The following are the ideas that I could come with quickly; please suggest more.

big bang, scale and elements of the universe, basic probability, limits, idea of calculus, newton's laws, four forces, electricity, nature of light, relativity, phases of matter, entropy, periodic table, cells, virii, bacteria, dna, systems of the body, evolution, milgram study, the unconscious, supply and demand, how a computer works and what a program looks like, urls, kant's categorical imperative, veil of ignorance, a myriad of -isms: utilitarianism, facism/socialism/capitalism(democracy), world religions, epistemology, problem of induction, logic and godel for dummies, mixed-use cities, human history in 30 minutes :), how toilets work

Wednesday, January 05, 2005

G-d Exists, so I could be Wrong

From yesterday's new york times article "God (or Not), Physics and, of Course, Love: Scientists Take a Leap":

David Myers
Psychologist, Hope College; author, "Intuition"

As a Christian monotheist, I start with two unproven axioms:

1. There is a God.

2. It's not me (and it's also not you).

Together, these axioms imply my surest conviction: that some of my beliefs (and yours) contain error. We are, from dust to dust, finite and fallible. We have dignity but not deity.

And that is why I further believe that we should

a) hold all our unproven beliefs with a certain tentativeness (except for this one!),

b) assess others' ideas with open-minded skepticism, and

c) freely pursue truth aided by observation and experiment.

This mix of faith-based humility and skepticism helped fuel the beginnings of modern science, and it has informed my own research and science writing. The whole truth cannot be found merely by searching our own minds, for there is not enough there. So we also put our ideas to the test. If they survive, so much the better for them; if not, so much the worse.

Tuesday, January 04, 2005

Core Assumptions

A college friend gave me a compliment; he said that when I argue with someone, I persist only until discovering his assumption that conflicts with my assumptions.

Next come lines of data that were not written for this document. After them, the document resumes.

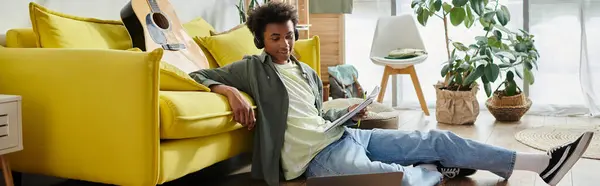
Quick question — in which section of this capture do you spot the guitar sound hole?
[152,13,169,29]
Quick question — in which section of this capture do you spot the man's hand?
[348,104,368,122]
[211,85,256,130]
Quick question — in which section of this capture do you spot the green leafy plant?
[411,0,539,97]
[235,0,270,24]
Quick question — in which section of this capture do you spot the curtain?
[346,0,600,117]
[529,0,600,117]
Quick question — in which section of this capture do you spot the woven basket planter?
[485,93,532,122]
[434,83,479,125]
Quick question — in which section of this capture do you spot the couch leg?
[12,171,23,186]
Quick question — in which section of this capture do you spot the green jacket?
[189,52,355,185]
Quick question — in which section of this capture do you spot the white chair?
[369,14,429,116]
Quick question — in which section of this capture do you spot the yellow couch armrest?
[0,48,162,185]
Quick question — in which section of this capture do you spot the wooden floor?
[24,111,600,186]
[195,111,600,186]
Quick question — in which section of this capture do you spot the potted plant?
[486,30,540,122]
[235,0,270,24]
[411,0,538,124]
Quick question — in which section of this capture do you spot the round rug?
[515,125,600,159]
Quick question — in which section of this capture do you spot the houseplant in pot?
[486,30,540,122]
[411,0,535,124]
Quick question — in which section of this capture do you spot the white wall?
[0,0,244,45]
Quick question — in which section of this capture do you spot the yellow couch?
[0,2,320,185]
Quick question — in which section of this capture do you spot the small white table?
[0,95,23,186]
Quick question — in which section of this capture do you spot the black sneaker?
[413,161,477,178]
[540,132,594,185]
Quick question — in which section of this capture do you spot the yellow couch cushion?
[160,61,210,92]
[29,2,133,50]
[6,28,37,48]
[158,128,253,185]
[159,91,254,139]
[294,36,321,74]
[127,48,210,92]
[196,26,262,67]
[183,17,215,37]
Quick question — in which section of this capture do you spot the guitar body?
[121,0,209,73]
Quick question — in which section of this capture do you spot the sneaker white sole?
[548,132,594,186]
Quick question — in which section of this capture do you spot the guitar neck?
[148,0,160,12]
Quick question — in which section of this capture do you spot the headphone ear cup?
[254,37,265,49]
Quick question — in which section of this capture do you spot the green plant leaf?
[469,44,479,50]
[417,7,430,26]
[488,36,502,48]
[450,7,466,26]
[442,64,450,77]
[502,43,510,50]
[498,63,512,68]
[485,63,500,82]
[515,69,523,79]
[442,2,452,13]
[483,12,496,23]
[433,0,442,12]
[454,74,462,84]
[458,61,471,72]
[524,69,535,85]
[470,0,485,16]
[494,24,513,33]
[410,0,420,8]
[462,65,485,86]
[494,30,502,41]
[452,42,469,51]
[506,71,515,80]
[496,5,510,26]
[481,76,492,97]
[496,51,516,60]
[471,56,488,62]
[506,78,517,96]
[452,0,469,7]
[523,61,533,70]
[475,36,487,44]
[515,43,527,52]
[485,48,493,60]
[479,17,492,28]
[465,4,475,28]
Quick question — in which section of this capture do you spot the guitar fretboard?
[148,0,160,12]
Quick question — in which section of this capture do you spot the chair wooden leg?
[0,156,14,186]
[377,66,394,103]
[407,66,429,116]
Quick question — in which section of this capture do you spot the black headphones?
[254,27,300,49]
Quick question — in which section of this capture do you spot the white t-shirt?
[275,62,344,180]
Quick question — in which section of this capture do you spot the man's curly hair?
[246,1,298,38]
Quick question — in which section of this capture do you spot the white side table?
[0,95,23,186]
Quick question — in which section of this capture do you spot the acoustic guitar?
[121,0,209,73]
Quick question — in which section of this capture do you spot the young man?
[190,2,593,186]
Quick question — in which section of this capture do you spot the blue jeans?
[305,128,516,186]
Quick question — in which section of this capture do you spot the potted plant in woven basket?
[411,0,535,124]
[486,30,540,122]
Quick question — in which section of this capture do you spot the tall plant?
[235,0,270,24]
[411,0,539,97]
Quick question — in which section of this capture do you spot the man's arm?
[190,58,256,130]
[189,58,250,95]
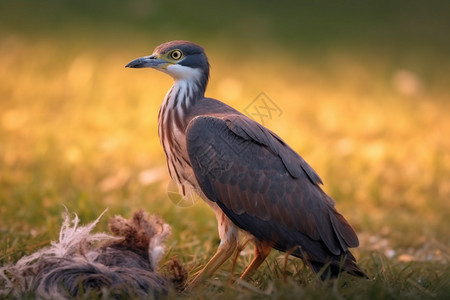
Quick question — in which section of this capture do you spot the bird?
[126,40,367,287]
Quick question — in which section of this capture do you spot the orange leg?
[188,211,238,289]
[241,241,272,279]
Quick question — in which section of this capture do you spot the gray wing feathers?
[224,115,322,184]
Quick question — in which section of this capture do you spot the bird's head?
[125,41,209,88]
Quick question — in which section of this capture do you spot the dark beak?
[125,54,167,68]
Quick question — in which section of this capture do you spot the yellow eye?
[170,49,183,60]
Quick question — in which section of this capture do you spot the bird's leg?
[188,212,238,289]
[229,238,249,283]
[241,241,272,279]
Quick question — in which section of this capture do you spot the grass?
[0,34,450,299]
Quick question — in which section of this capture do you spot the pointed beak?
[125,54,167,68]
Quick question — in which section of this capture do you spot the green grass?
[0,4,450,299]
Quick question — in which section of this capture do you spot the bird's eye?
[170,50,183,60]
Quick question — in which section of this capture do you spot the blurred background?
[0,0,450,288]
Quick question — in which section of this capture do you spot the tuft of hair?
[0,209,187,299]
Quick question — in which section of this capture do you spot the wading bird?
[126,41,365,286]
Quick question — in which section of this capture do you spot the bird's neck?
[158,79,204,136]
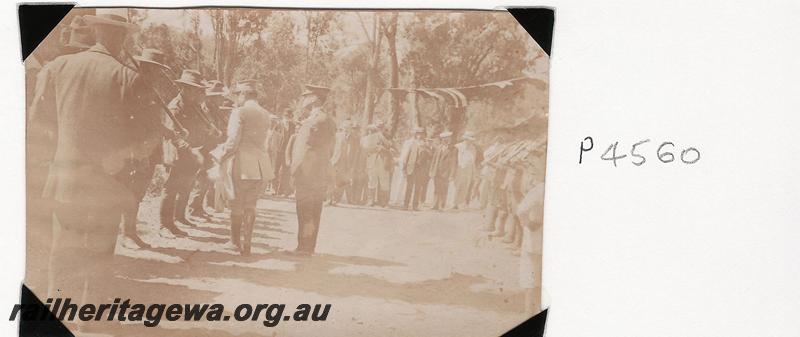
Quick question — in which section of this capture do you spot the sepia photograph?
[24,7,550,337]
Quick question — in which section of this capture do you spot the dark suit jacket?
[291,108,336,193]
[430,145,458,178]
[223,100,275,181]
[29,44,139,205]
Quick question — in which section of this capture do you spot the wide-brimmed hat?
[61,16,95,49]
[219,99,236,110]
[232,80,258,94]
[300,84,331,99]
[133,48,171,70]
[206,80,228,96]
[175,69,206,88]
[83,13,139,33]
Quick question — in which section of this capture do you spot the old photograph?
[25,7,549,337]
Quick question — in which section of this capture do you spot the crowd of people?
[28,9,544,316]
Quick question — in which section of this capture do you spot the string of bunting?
[384,75,546,108]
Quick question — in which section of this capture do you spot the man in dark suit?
[116,49,182,248]
[220,81,275,255]
[400,127,431,211]
[290,85,336,256]
[29,14,140,303]
[430,131,458,210]
[330,121,361,205]
[160,69,219,236]
[189,80,228,220]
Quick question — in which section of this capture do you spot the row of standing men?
[27,14,336,300]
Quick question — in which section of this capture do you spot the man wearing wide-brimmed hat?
[61,16,95,54]
[430,131,458,210]
[189,80,231,220]
[290,85,336,255]
[400,126,431,211]
[219,80,275,255]
[361,121,391,207]
[160,69,220,237]
[453,131,481,208]
[29,7,139,303]
[110,49,180,248]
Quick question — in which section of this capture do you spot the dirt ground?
[39,190,526,337]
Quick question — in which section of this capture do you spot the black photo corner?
[18,4,555,337]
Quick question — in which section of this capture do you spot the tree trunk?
[362,14,383,124]
[384,12,405,138]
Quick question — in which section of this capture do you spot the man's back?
[31,45,137,174]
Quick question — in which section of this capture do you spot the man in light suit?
[220,81,275,255]
[430,131,458,210]
[290,85,336,256]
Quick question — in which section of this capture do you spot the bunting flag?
[384,75,547,108]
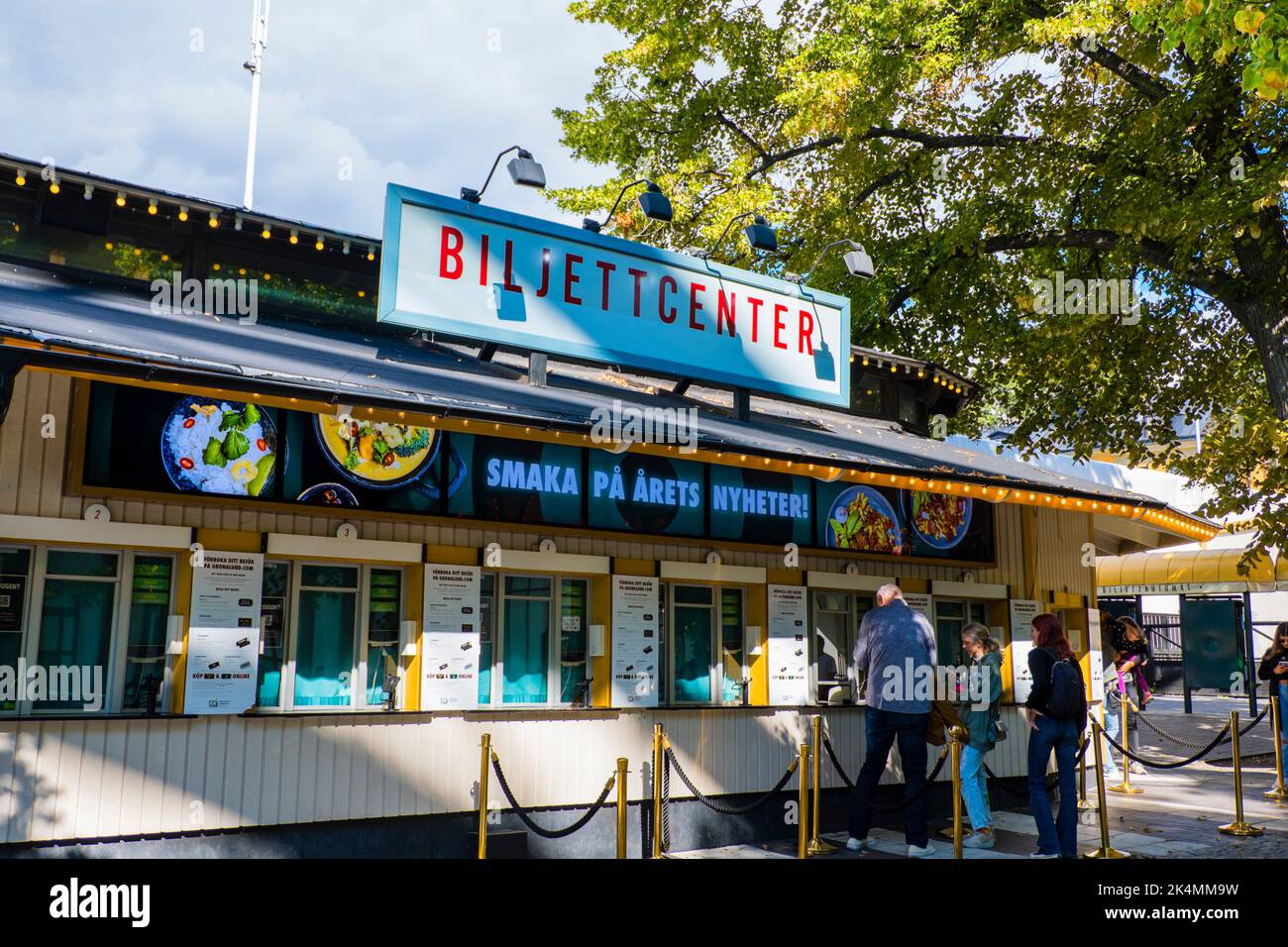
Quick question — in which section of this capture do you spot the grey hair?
[877,582,903,601]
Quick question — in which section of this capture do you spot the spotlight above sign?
[378,184,850,407]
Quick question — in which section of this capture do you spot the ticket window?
[935,598,988,666]
[478,573,590,706]
[666,585,747,704]
[286,563,404,708]
[810,591,876,703]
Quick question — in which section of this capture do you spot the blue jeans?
[1029,714,1079,858]
[962,746,993,832]
[1279,686,1288,780]
[850,707,930,847]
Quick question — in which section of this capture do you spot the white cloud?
[0,0,623,235]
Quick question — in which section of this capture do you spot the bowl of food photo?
[161,395,278,496]
[824,485,903,556]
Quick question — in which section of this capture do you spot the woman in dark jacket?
[1257,621,1288,781]
[1025,614,1087,858]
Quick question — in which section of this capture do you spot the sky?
[0,0,626,236]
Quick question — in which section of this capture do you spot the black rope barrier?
[823,734,948,811]
[492,753,617,839]
[662,746,800,819]
[1100,723,1231,770]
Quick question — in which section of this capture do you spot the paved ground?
[678,697,1288,860]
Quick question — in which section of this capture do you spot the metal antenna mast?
[242,0,269,210]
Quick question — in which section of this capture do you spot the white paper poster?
[610,576,662,707]
[425,563,483,634]
[183,628,259,714]
[420,563,483,710]
[903,591,935,625]
[768,585,808,706]
[1087,608,1105,703]
[183,549,265,714]
[420,631,480,710]
[188,549,265,629]
[1012,638,1033,703]
[1012,598,1042,642]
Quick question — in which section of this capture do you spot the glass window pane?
[501,600,550,703]
[36,579,116,710]
[295,588,358,707]
[123,556,174,710]
[720,588,742,703]
[255,562,291,707]
[559,579,590,703]
[368,570,402,704]
[675,607,711,703]
[505,576,550,598]
[46,549,117,579]
[480,575,496,703]
[300,565,358,588]
[675,585,711,605]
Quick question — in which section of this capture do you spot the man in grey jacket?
[846,585,935,858]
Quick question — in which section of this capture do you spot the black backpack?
[1047,652,1086,720]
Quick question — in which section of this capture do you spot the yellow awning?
[1096,549,1288,595]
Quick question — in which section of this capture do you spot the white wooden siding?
[0,707,1024,844]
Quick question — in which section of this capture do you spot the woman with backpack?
[958,621,1006,848]
[1024,614,1087,858]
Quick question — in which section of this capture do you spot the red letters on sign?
[716,290,738,335]
[747,296,765,342]
[626,266,648,318]
[774,303,787,349]
[564,254,581,305]
[438,227,465,279]
[657,275,677,325]
[796,309,814,356]
[690,282,707,333]
[595,261,617,312]
[505,240,523,292]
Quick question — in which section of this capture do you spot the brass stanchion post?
[948,727,962,858]
[808,714,836,856]
[796,743,808,858]
[1265,693,1288,805]
[617,756,626,858]
[1085,711,1130,858]
[480,733,492,858]
[1078,737,1092,811]
[1109,690,1145,796]
[653,723,662,858]
[1218,710,1266,837]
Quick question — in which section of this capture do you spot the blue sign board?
[378,184,850,407]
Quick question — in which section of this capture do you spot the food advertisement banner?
[82,382,996,565]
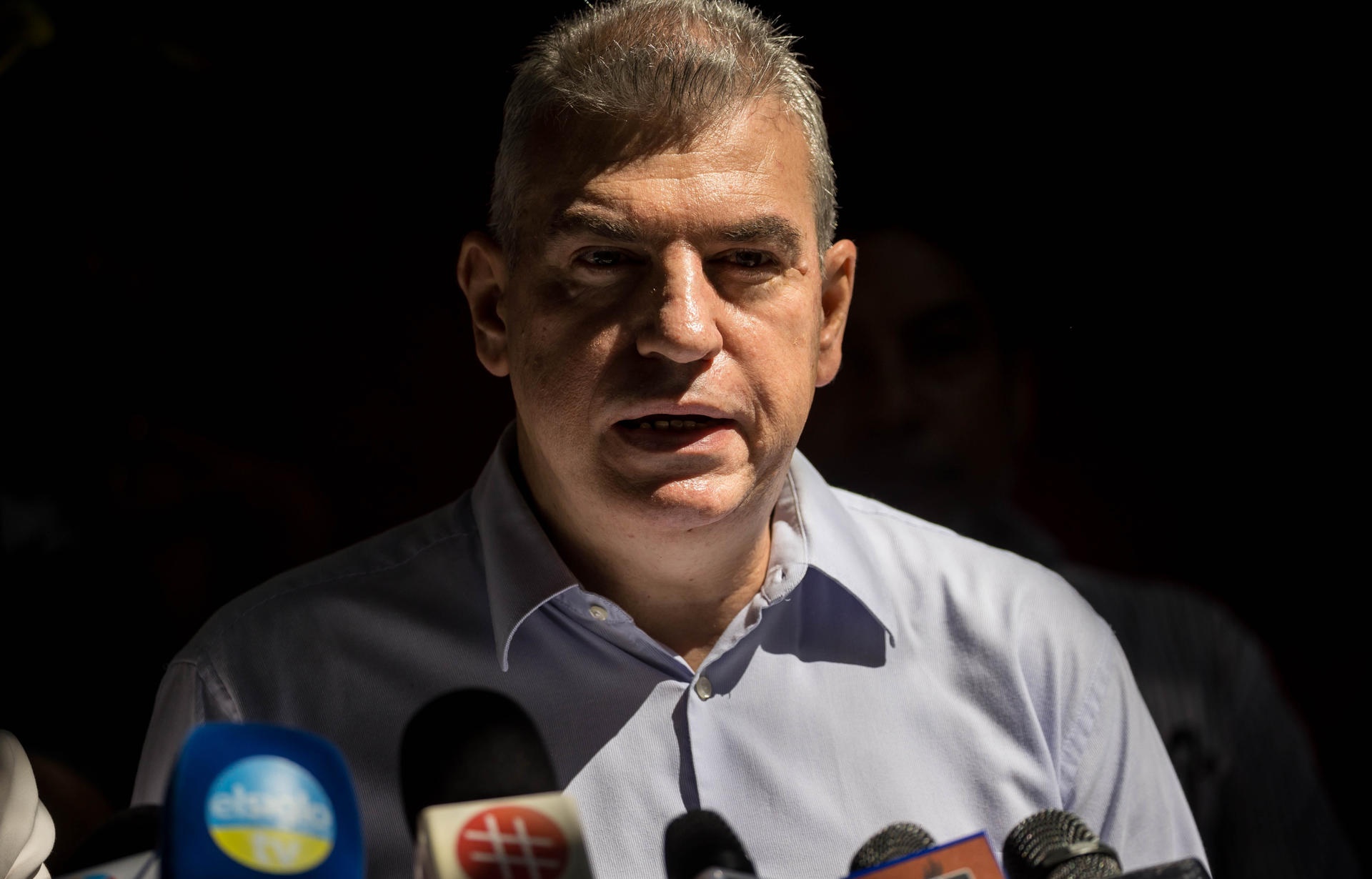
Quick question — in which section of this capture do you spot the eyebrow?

Wouldn't it be great if all disagreements could be reduced to conflicting core assumptions? If the parties could agree on this reduction, then maybe the assumptions themselves could be meaningfully discussed and compared.

Of course, I'm thinking of the electoral split of recent times. Could it be that conservatives simply don't accept the idea of the Veil of Ignorance?

Beating Java on Its Own Turf

The author of python, Guido van Rossum is writing some great stuff about type-checking in python, which will enable even more specific contracts.

This is exciting because it promises to achieve the safety of java with the simplicity of python. Safety is one of the three technical reasons that people still use java instead of python. The other two are performance and enterprise software. Performance is being addressed by the newly funded PyPy. Python already has much of the java enterprise technology, just not in the form of ballyhooed specifications. (For the remaining technologies, it's not clear that the "enterprise solution" achieves better reliability or scalibility than folks' nonstandard solutions.)

That the business community seems to care more about these specifications than about the actual technology may be for the same reason that it doesn't greatly prefer Sun's specifying Java over Microsoft's owning .NET. (Without a patent grant, the incomplete .NET standards work is almost worthless.) One would think that having one company write specifications for which many companies can build implementations would be much safer, and would create much more open software. That the wholely proprietary .NET is even considered a contender implies that people only care about the company that writes the interfaces.